À meia-noite e meia hora era muita a vontade de contrariar a frescura da noite. E Fogo Fogo resolveu fazer jus ao nome com que responde: «porque não há festa como esta estamos aqui para fazer a Festa convosco!». Música enérgica, cimento de comunidade, lugar de encontro de pessoas e de gerações. Por isso fez tanto sentido a presença de Dany Silva, um artista cuja voz é porta-voz de uma cultura musical e poética sublime.
Fazer a diferença
O domingo começou com Terminal, outra das bandas vencedoras do Concurso Novos Valores, promovido pela JCP. Canções bem construídas, num rock vigoroso e juvenil. O público foi ao encontro daquela música mobilizadora. «É um prazer estar aqui convosco!
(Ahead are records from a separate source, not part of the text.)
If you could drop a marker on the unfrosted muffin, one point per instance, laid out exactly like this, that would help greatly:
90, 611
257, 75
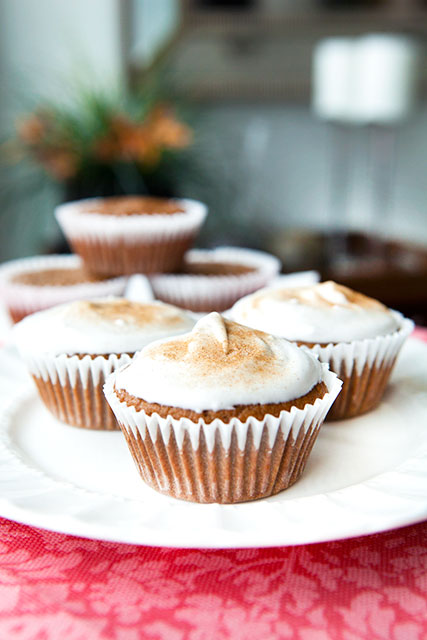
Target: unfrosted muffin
32, 284
71, 348
221, 414
357, 336
213, 279
131, 234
Pela cultura, pela música, pela amizade.»
Acenderam-se os coros e as percussões nas cantigas que Ribombar ofereceu ao público. Trancanholas, adufes, cordas, caixas, bombos, genebrês, reco-recos, brinquinhos, ferrinhos, matracas, mais paus diversos, cordas esticadas e instrumentos do tempo da electricidade. Música de Ribombar e do povo, a que se juntou a «maravilhosa Uxía» (cantando quadras alusivas à Festa). Festa total antes do Comício – no Palco e em redor.
Carminho enche o palco com só projectar a voz – é sabido. Mas tal qualidade tem ainda mais relevância num palco que fica numa cidade de muitos sons. Ali, a construção do «silêncio, que se vai cantar o Fado» é milagre de que só os grandes são capazes, mais ainda perante um público de muitos e diferentes gostares.
Quem, em seu nome, oferece o palco nu aos passos iniciais de Grândola, Vila Morena, e ali se acrescenta ao coro de milhares de vozes da Festa, já disse o primordial sem ter proferido uma só palavra. No concerto de Dino D’Santiago estava tudo ligado: a voz poderosa na boa música, a inscrição (na t-shirt) «nossos corpos também são pátria», o calhau girando sobre si no fundo do palco – que tanto podia ser asteróide à deriva no espaço como uma ilha suspensa no oceano, ou o artista orbitando nas voltas retorcidas da Civilização.
Dino D’Santiago não dispensou a música e a poesia (como sempre), nem dispensou as palavras (como particularmente ali); «quando olhei para dentro, olhei para a História e olhei para quem faz a diferença, decidi que não iria à Festa do Avante! - eu sou Avante!». Somos. Para o ano que vem outra vez.